When the copying is complete, control is handed over to the Linux kernel. The kernel starts up and mounts the RAMdisk as the root or base filesystem. It then starts up the initialization processes from within that root filesystem. The initialization processes mount the hard drive and/or the flash drive and then continue on to the web server, the network file servers, etc. At this point the box is running and ready for use.

All of the basic functionality of the NSLU2 is contained in the RAMdisk because the box is designed to boot even if there's no hard drive attached. That's a nice feature, but if you think about it, it can be very wasteful. You may have a world of free space on your 250 Gigabyte hard drive, but you're stuck trying to squeeze all desired executables, libraries, html files, etc into the filesystem on a tiny RAMdisk.

What if you could put all of the files on the disk drive instead of the RAM drive? Then you'd be able to allocate a much larger filesystem and in the process, free up the memory that was previously allocated to the RAM drive. It would also be nice if you could be backward compatible with the Linksys boot sequence. If the drive had the filesystem on it, you'd use it. If a disk was not plugged in or if the disk didn't have a filesystem on it, you'd use the filesystem on the RAMdisk just like before. This is the approach taken in the Unslung firmware. Now let's explore how it's done.

Pick your Filesystem

It's common practice to build a Linux kernel with a pre-specified indicator of which drive to use for the root filesystem. This can be done either in the kernel itself or it can be passed to the kernel from the boot loader. In the case of the NSLU2, Linksys hard-coded the kernel, specifying that the root filesystem was a RAMdisk . That's all Linksys ever intended to use. But like most things in Linux, there's a method to avoid the use of hard-coded variables such as the root filesystem designator.

Linux has the capability to make a run-time determination of where the root filesystem is located. This capability is commonly used where a single kernel is built to run on varying hardware platforms. For example, the same kernel image can boot on a system where the root can either be found on an IDE drive or a SCSI drive. Before Linux chooses where to find the root, it pokes around and determines what drivers to load and where to find the root. When Linux figures it out, the proper root is mounted and the boot continues normally. This is the feature used in Unslung.
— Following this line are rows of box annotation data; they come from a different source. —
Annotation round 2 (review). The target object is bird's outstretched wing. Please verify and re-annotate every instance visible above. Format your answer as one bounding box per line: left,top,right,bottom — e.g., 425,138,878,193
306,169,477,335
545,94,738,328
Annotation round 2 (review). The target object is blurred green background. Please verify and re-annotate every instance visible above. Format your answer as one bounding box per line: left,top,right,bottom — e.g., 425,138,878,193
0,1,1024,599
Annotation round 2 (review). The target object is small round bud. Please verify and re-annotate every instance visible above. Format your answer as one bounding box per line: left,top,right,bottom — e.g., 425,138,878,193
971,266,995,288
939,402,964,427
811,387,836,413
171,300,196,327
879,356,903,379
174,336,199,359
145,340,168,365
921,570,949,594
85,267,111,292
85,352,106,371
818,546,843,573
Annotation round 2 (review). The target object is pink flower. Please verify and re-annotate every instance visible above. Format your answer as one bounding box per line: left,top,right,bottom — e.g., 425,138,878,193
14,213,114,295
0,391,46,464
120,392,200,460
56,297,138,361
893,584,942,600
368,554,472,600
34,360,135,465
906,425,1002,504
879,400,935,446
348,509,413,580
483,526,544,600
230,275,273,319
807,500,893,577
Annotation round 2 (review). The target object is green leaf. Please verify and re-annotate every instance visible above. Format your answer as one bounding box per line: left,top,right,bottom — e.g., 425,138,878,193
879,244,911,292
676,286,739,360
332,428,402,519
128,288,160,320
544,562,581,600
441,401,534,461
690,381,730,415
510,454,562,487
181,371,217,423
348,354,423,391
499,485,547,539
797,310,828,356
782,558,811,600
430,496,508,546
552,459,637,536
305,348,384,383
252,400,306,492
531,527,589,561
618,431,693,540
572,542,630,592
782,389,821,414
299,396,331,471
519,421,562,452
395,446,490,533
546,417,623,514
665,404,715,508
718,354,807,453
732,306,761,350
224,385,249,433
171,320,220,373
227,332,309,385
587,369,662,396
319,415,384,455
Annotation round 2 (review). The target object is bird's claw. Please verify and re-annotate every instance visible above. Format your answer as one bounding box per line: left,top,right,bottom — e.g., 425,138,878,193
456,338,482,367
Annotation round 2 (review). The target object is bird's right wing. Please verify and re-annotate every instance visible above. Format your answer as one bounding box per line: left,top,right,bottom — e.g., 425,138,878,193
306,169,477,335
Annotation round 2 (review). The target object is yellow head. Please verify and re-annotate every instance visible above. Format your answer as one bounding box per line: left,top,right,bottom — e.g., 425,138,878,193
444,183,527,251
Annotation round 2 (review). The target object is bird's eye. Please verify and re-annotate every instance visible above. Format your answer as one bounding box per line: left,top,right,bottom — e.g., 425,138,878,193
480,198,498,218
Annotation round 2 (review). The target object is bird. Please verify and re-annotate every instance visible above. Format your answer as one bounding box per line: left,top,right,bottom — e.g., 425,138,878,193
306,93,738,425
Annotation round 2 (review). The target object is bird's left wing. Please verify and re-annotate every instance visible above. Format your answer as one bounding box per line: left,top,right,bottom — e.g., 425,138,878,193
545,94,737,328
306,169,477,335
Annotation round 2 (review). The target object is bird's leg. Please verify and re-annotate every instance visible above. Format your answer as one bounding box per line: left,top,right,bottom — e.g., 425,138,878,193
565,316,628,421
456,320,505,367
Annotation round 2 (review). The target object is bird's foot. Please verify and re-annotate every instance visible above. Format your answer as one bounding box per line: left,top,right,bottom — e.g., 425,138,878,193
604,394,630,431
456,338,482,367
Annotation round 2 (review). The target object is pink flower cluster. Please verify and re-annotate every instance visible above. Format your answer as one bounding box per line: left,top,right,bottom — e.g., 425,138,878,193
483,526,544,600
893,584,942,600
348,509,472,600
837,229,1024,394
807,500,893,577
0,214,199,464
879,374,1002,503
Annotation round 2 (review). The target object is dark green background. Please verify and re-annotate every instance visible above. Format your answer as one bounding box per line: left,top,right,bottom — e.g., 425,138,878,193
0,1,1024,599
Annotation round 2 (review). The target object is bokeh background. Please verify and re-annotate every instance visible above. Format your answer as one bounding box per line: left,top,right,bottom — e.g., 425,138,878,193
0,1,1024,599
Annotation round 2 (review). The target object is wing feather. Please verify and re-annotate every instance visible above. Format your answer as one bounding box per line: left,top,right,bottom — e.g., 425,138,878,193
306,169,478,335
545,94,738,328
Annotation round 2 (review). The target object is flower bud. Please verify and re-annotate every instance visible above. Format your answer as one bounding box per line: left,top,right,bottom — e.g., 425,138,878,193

The Unslung code for root detection is not part of the kernel proper. Instead it's found in a Linux feature called the initrd, or initial ram disk. The initrd is a special temporary ram disk designed to hold user-code that's executed before the root filesystem is mounted. The Unslung developers first put a dummy root designator in the kernel and then added code to the initrd to check the hard drives for the real root filesystem. If one of the attached drives has a root filesystem, Linux is told to use it rather than fall back to the RAMdisk. Once Linux decides to use the hard drive for the root filesystem, the 10 MegaByte RAMdisk is freed up, and the RAM falls back into the free pool for other uses.